Je jünger jemand ist, desto empfindlicher reagiert die Schilddrüse auf radioaktives Jod und desto höher ist das Risiko einer späteren Entwicklung eines Schilddrüsenkrebs. Das heisst, dass vor allem Kleinkinder und Kinder vor einer Strahlenexposition geschützt werden müssen. Experten schätzen, dass ihr Risiko, an Krebs zu erkranken, bei einer ungeschützten Exposition etwa zehn Mal höher ist als das von jungen Erwachsenen. Je älter man wird, desto unempfindlicher wird die Schilddrüse gegenüber radioaktivem Jod und desto kleiner wird das Risiko eines späteren Schilddrüsenkrebs. Eine Einnahme dieser Tabletten wird von verschiedenen Experten jedoch auch für über 45-Jährige empfohlen, wenn bei Austritt von Strahlung mit einer Strahlenabsorption von über 1 Gray zu rechnen ist.
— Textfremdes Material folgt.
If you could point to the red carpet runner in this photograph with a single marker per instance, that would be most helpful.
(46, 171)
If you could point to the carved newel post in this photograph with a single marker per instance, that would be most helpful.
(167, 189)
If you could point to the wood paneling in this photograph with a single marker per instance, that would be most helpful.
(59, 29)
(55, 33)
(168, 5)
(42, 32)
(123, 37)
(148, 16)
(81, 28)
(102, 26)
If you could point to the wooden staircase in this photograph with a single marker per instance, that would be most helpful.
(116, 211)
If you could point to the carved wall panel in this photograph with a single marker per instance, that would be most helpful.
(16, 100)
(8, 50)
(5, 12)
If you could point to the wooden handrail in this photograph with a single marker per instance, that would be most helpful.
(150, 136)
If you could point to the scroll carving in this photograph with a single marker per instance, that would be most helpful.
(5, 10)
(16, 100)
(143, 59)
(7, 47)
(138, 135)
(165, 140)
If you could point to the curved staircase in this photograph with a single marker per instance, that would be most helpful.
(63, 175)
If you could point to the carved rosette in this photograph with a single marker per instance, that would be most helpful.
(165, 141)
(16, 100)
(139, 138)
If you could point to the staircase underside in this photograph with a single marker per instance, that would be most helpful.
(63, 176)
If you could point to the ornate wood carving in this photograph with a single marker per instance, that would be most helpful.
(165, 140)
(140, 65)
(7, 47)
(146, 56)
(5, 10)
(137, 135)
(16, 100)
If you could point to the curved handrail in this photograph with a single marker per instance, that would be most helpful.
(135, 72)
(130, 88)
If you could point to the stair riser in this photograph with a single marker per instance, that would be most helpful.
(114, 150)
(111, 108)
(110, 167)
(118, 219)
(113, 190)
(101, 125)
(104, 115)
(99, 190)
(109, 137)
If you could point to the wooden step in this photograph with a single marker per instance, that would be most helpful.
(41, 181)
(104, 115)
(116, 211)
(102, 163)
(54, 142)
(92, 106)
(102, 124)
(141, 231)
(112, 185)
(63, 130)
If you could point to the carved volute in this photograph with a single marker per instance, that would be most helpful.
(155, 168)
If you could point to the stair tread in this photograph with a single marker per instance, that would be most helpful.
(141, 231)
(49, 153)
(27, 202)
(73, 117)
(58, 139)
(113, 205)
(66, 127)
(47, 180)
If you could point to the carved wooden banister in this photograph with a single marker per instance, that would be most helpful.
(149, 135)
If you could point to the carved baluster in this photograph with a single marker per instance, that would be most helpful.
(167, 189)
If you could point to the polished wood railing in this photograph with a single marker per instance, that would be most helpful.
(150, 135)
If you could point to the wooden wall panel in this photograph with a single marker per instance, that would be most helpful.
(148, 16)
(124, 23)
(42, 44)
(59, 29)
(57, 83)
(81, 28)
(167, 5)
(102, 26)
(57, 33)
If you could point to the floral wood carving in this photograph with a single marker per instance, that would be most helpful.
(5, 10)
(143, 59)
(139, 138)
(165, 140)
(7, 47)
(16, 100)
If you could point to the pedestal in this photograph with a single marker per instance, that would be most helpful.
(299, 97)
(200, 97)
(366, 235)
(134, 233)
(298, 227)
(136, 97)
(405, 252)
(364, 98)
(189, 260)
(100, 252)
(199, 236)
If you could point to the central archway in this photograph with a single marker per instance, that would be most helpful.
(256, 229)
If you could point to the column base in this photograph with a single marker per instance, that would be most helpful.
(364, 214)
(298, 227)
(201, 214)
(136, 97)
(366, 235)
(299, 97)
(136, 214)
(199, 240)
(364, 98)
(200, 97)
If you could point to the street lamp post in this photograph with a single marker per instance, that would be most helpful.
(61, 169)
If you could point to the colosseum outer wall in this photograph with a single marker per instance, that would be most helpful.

Expertenschätzungen gehen davon aus, dass Leute über 45 Jahre ein bis zehnfach geringeres Risiko haben als junge Erwachsene. In der Schweiz wurde beschlossen, für alle Einwohnerinnen und Einwohner unabhängig ihres Alters «Kaliumiodid 65 AApot»-Tabletten einzulagern.

«Es ist wichtig, dass Lehrkräfte oder Betreuungspersonen über eine allfällige Jodallergie oder Schilddrüsenkrankheit Bescheid wissen»

Michael Brügger, Geschäftsstelle für Kaliumiodid-Versorgung

Man sollte die Tabletten weder zu früh noch zu spät einnehmen. Wie erfährt man im Ernstfall den richtigen Zeitpunkt?
In einem Ereignisfall wird die Bevölkerung mittels Sirenenalarm aufgefordert, Radio zu hören. In diesem Zusammenhang verweisen wir auch auf die «AlertSwiss»-App des Bundesamt für Bevölkerungsschutz BABS. Die Behörden ordnen über Radio und weitere Medien Massnahmen an, um die Bevölkerung vor eventuell austretender Radioaktivität zu schützen. Die Einnahme darf nur auf Anordnung der Behörden erfolgen. Bei einer konkreten Gefährdung durch radioaktives Jod ordnen die Behörden über Radio und anderen Medien sowohl die Bereitstellung als auch falls erforderlich die Einnahme der Jodtabletten an.

Was, wenn ein Kind im Ernstfall gerade in der Schule ist?
Bei einem Störfall beim einem schweizerischen Kernkraftwerk mit Austritt von Radioaktivität gekoppelt mit einer Anordnung der Behörde dürfen Lehrkräfte und Betreuungspersonen Jodtabletten an Kinder abgeben. Das genaue Vorgehen sollte im Krisenmanual der Schule oder Kindertagesstätte beschrieben sein. Es ist wichtig, dass Lehrkräfte oder Betreuungspersonen über eine allfällige Jodallergie oder Schilddrüsenkrankheit Bescheid wissen.

Dies Versorgung mit Kaliumiodidtabletten wurde vorwiegend für einen Kernkraftwerk-Unfall in der Schweiz eingesetzt. Ist es überhaupt realistisch, dass ein nuklearer Ernstfall in der Ukraine dazu führen könnte, dass in der Schweiz eine Jodblockade indiziert ist?
Das Szenario ist denkbar. Wichtig ist, dass die Bevölkerung weiss, wo die «Kaliumiodid 65 AApot»-Tabletten aufbewahrt sind.